Campus: Seattle University

4. Debriefing Weekly Quizzes

Educator: Greg Mason, Associate Professor of Mechanical Engineering and PACCAR Chair
Context: In-class; Control Systems MEGR 4380
Keywords: quizzes, class discussion
Student Activity Time: 15 minutes

Students immediately reflected on the difficult concepts included on their weekly quizzes.

Introducing the Reflection Activity

Oftentimes, homework assignments are a difficult way for students to demonstrate their knowledge, and can be time consuming for instructors to grade. In order to encourage students to use homework assignments as an opportunity to study instead of focusing on earning a grade, an educator offered weekly quizzes. Immediately after the short quizzes are completed in class, the educator facilitates a debriefing conversation. The purpose of this activity is to help students to identify challenging concepts immediately after completing a quiz and to support students’ accountability of the course content in a consistent and meaningful way.

At the beginning of the term, the educator explained the weekly quizzes, schedule, topics, and the contributions to the final course grading structure. The educator also set the expectation that students offer some answer in the debriefing process after each quiz is completed. After students took the quiz, the educator moderated a reflective conversation with students. To make the discussion interactive, the educator selected one student to explain the first step to solve the problem. If the student knew the first steps, the educator moved on to another student for the next step. If a student was unsure of the next step, the educator asked the student to describe a previous step. As the entire problem is worked by a sampling of the class, students have an opportunity to reflect, and make connections and meaning of the material on the quiz.

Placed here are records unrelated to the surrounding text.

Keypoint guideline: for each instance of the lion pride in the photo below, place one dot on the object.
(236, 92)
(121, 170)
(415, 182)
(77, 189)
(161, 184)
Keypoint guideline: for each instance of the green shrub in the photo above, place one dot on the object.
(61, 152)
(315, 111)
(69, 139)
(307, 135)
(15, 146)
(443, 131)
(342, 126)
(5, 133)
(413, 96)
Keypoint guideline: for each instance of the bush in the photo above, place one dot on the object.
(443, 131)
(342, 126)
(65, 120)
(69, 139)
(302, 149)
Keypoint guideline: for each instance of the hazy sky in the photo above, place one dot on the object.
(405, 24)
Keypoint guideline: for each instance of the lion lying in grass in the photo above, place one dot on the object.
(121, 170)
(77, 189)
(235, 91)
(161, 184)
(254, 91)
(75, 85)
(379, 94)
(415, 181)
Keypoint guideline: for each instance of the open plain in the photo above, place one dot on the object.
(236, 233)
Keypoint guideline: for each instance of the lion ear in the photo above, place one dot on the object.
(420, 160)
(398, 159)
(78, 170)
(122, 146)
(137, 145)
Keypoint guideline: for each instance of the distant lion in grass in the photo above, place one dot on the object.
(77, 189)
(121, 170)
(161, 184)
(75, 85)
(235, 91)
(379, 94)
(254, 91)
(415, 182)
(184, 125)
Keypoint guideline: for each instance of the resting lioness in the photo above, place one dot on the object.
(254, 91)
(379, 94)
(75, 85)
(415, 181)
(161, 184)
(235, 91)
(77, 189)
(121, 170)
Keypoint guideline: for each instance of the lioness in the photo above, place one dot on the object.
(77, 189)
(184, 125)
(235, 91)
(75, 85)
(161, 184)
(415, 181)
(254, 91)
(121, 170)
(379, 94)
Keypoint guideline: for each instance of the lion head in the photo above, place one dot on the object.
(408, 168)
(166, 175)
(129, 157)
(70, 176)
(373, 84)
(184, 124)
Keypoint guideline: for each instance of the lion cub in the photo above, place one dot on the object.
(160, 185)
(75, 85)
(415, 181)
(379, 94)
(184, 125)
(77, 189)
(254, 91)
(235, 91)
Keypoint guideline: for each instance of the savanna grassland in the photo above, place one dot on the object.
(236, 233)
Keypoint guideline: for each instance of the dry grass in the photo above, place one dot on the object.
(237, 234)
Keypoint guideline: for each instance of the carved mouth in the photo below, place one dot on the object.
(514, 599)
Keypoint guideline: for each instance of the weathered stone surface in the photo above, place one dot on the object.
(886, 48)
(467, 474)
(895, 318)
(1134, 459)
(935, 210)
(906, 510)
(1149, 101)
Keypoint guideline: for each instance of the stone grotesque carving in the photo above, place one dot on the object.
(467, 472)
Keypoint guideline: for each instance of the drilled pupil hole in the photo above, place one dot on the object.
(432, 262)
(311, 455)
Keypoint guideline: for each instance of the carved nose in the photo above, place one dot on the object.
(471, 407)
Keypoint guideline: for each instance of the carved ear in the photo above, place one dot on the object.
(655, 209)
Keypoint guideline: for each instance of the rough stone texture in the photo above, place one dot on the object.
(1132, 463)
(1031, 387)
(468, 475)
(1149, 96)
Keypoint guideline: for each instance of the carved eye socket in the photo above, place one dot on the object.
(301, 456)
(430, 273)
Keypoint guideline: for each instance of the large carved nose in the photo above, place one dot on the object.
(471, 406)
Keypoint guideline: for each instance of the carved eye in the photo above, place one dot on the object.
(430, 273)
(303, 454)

As a result of the weekly quiz debrief, students report increased motivation to stay on track with assignments and reading anticipation of the quiz and the possibility of being called on during the debrief conversation. Students also report increased efficiency in their preparation for class, as achieving a grade for the homework is no longer the top priority. Students also collaborated in class to help each other solve the quiz problems or difficult concepts in the class discussion period.

 Recreating the Reflection Activity

Step Description
1 Provide students with a schedule of weekly quizzes and topics.
2 Administer the quiz to students and collect the quiz.
3 Offer the students 1-2 minutes to reflect on the topics that they got stuck on during the quiz.
4 Re-teach and discuss the parts of the quiz that are difficult.
5 Open the classroom for discussion of difficult parts of the quiz.
In the words of the Educator: Tips and Inspiration

Prepare students for the quiz. Right before every quiz I give students a chance to relax. Giving students a post it note to write down how they feel can help them relax. For the last ten years, I’ve always read a poem before the quiz. I say, “Here’s your 30 seconds of peace and quiet, you don’t have to listen to a word I’m saying, but it’s your chance to settle down.” Students have commented that they like it because it helps them clear their heads before the quiz. Giving them time to stop and not think is just as important as stopping and giving them a chance to think. It also really helps the students feel more comfortable, so that the atmosphere is helpful for the reflection after the quiz. 

Make the discussion count. Doing the discussion right after the quiz makes a big difference. Students generally remember what they just wrote down, what they were confused or stuck on, and having a discussion about the problem right away helps to alleviate some of the stress of thinking about the quiz and ignoring the rest of class. A lot of the feedback I get from students, either in person or on the evaluations, say that the activity, taking a quiz and immediately debriefing, helps to keep them on track with the material. I keep the discussion short, 15 minutes or so, but they have a chance to talk to a neighbor, or think about what they did or didn’t do on the quiz. The small part of their final grade also helps to offset the midterm and the final.

What was the inspiration for the reflection activity? As an instructor, you spend a lot of time grading a test and honestly, who cares? We need to give students their grades based on something, but test scores aren’t always the best way to do that. Homework falls short too, because they can do homework together, or simply copy the solutions and it’s not an indication of whether they know the material or not.

Debriefing the quiz weekly, in class, really helps to get the class on the same page with the material. A few years ago, I would just do the solution in class right after the quiz, but it’s just not as helpful for the students who don’t really know what’s going on. This year I’ve been using the quizzes in a different way in order to help the students who aren’t doing as well. I call on specific students to help reveal topics that the whole class may be struggling with. At the same time, I create an environment so that students know that they should have an answer of some kind. Saying I don’t know won’t make me move on to another person.

Another reason I do this activity is because I realized how much time is simply wasted in class. I don’t like standing up and just lecturing or giving assessments just to give a grade. The past few years I’ve intentionally giving students homework where I’m easy on the grading and oftentimes just give them the solutions ahead of time. Their job is to work through it and come to me when they get stuck and then have weekly quizzes to make sure they stay on track. Usually students just take the test, you grade it and return it to the students, and they just look at the grade and move on. They don’t really get anything out of it. Using this quiz approach helps to make sure that they are aware that it is their responsibility to immediately review their work and see where they went wrong, or identify what they didn’t know.